Gartner recently published a list of five new predictions about “social software” that show mix of optimism and pessimism about whether these tools will be embraced by businesses.

The most grandiose prediction is the first — that by 2014, social networking services will replace email as the primary communication tool for 20 percent of business users. Companies will either build out their own corporate social networks, or they will allow greater use of existing networks for work, Gartner says. Over time, a sizable minority users will rely less on email and more on social tools, especially for status updates and tracking down a coworker with the right expertise.

Now, even if that 20 percent prediction comes true, there will still be many more people using email. Nonetheless, Gartner suggests that social networking sites will cause a major shift in the way businesses communicate. Last May, Gartner analyst Matt Maoz expressed similar ideas more forcefully in a blog post titled, “Email is dead, taken out by Twitter, chat and communities,” though though the statement sounds less over-the-top when you look beyond the headline, see he was focused mostly on customer service.

“The combination of chat, advanced self service and knowledge cases, together with community case / problem identification and resolution … and now Twitter, mean that email as a way of customers contacting us for support will begin a slow slide,” Maoz wrote. “That isn’t to say it will disappear, but it will take on a Zombie state of the undead.”

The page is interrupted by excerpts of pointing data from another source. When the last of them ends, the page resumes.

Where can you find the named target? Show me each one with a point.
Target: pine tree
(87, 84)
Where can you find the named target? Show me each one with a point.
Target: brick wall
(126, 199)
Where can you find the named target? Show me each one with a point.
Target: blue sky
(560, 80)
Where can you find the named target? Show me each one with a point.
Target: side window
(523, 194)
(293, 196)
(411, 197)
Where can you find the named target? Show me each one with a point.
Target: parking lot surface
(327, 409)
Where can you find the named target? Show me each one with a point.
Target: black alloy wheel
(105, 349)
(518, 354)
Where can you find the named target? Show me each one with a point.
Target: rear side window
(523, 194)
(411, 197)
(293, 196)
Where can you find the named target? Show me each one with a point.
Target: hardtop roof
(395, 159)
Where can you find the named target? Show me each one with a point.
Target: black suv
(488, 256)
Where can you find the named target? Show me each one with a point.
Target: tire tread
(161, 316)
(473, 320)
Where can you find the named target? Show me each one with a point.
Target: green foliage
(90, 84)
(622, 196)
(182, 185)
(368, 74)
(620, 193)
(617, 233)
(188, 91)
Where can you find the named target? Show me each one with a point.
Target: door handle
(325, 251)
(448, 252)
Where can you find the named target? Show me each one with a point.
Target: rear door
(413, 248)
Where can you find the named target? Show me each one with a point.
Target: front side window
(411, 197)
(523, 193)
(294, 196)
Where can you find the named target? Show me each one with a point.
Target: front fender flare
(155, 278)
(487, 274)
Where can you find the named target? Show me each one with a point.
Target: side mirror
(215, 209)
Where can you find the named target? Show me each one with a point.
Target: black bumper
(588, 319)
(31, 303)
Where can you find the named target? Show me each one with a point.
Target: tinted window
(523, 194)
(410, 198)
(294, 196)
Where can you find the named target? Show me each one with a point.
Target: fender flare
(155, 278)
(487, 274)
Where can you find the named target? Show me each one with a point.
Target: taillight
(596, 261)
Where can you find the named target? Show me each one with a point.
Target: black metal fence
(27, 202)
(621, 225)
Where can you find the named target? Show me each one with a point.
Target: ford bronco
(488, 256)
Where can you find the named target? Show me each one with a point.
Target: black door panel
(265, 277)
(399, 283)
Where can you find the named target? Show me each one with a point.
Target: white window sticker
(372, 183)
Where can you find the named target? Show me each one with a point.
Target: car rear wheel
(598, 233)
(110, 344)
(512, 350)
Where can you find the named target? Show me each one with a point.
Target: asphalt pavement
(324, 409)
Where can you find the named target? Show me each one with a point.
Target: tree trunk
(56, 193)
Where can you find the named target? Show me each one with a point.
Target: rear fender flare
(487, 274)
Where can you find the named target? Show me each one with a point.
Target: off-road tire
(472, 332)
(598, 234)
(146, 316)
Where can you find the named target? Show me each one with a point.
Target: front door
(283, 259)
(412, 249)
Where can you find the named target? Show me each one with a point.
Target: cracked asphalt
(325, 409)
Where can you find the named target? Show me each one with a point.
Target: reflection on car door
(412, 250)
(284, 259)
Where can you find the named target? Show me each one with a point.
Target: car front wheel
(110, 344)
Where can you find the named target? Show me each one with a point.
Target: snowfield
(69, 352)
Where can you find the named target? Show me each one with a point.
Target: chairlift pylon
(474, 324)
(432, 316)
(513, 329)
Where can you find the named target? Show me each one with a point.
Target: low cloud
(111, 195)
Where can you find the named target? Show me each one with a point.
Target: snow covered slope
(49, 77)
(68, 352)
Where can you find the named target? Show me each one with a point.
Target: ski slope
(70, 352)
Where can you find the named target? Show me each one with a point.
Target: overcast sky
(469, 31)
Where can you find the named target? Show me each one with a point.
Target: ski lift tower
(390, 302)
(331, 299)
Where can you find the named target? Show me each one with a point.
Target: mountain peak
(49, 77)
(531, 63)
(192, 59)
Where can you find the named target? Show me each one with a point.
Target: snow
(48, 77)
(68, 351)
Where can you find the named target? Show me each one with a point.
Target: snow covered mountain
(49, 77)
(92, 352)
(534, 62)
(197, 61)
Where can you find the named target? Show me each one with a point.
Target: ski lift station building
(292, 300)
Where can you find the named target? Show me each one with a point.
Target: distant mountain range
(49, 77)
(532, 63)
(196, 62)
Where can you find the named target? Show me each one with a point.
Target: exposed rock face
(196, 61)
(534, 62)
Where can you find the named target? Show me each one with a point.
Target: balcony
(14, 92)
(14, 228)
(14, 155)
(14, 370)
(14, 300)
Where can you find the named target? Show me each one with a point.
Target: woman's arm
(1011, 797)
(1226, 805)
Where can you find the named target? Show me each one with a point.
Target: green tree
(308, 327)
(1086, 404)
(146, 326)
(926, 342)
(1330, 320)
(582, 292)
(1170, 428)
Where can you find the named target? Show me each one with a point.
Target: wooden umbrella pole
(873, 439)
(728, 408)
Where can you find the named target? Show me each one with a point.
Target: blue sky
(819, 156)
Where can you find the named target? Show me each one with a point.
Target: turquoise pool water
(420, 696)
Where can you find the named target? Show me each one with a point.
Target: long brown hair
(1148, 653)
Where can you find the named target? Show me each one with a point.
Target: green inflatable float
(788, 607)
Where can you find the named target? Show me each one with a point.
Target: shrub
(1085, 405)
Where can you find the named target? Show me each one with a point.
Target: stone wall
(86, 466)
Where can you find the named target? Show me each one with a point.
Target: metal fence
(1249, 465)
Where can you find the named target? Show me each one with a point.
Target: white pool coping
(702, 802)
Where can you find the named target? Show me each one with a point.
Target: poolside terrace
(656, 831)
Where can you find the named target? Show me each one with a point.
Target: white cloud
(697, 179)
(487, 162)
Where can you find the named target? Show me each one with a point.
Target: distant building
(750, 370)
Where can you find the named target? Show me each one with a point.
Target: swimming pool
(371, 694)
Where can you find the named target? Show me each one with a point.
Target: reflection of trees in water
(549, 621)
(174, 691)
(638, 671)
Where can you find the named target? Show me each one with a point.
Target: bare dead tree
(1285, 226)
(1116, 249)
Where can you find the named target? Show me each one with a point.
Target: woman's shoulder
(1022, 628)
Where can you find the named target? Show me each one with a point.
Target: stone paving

In the new predictions, research Gartner also argues that the distinction between email and social networks is disappearing, with social networks adding email-like capabilities while email adds social data. Perhaps, mutation and evolution, rather than zombification, might make for a more a more accurate metaphor of what’s to come, where eventually social networking and email become one and the same.

Given the above predictions, you might think Gartner would be optimistic about microblogging, and sure, it says that by 2012, 50 percent of enterprises will be using activity streams with a microblogging components — basically, team members will be sharing status updates. However, most of those companies won’t be using microblogging-focused tools such as Yammer (which just raised another $10 million), and enterprise microblogging services will only see 5 percent market penetration, Gartner says.

Why the disconnect? Twitter took off because of its scale, the firm says. In other words, when you’ve got millions of users, there will be probably be a number of folks tweeting things you find interesting. That dynamic doesn’t carry over when the entire user base exists within one company.

And here’s the full list of predictions:

  • By 2014, social networking services will replace e-mail as the primary vehicle for interpersonal communications for 20 percent of business users.
  • By 2012, over 50 percent of enterprises will use activity streams that include microblogging, but stand-alone enterprise microblogging will have less than 5 percent penetration.
  • Through 2012, over 70 percent of IT-dominated social media initiatives will fail.
  • Within five years, 70 percent of collaboration and communications applications designed on PCs will be modeled after user experience lessons from smartphone collaboration applications.
  • Through 2015, only 25 percent of enterprises will routinely utilize social network analysis to improve performance and productivity.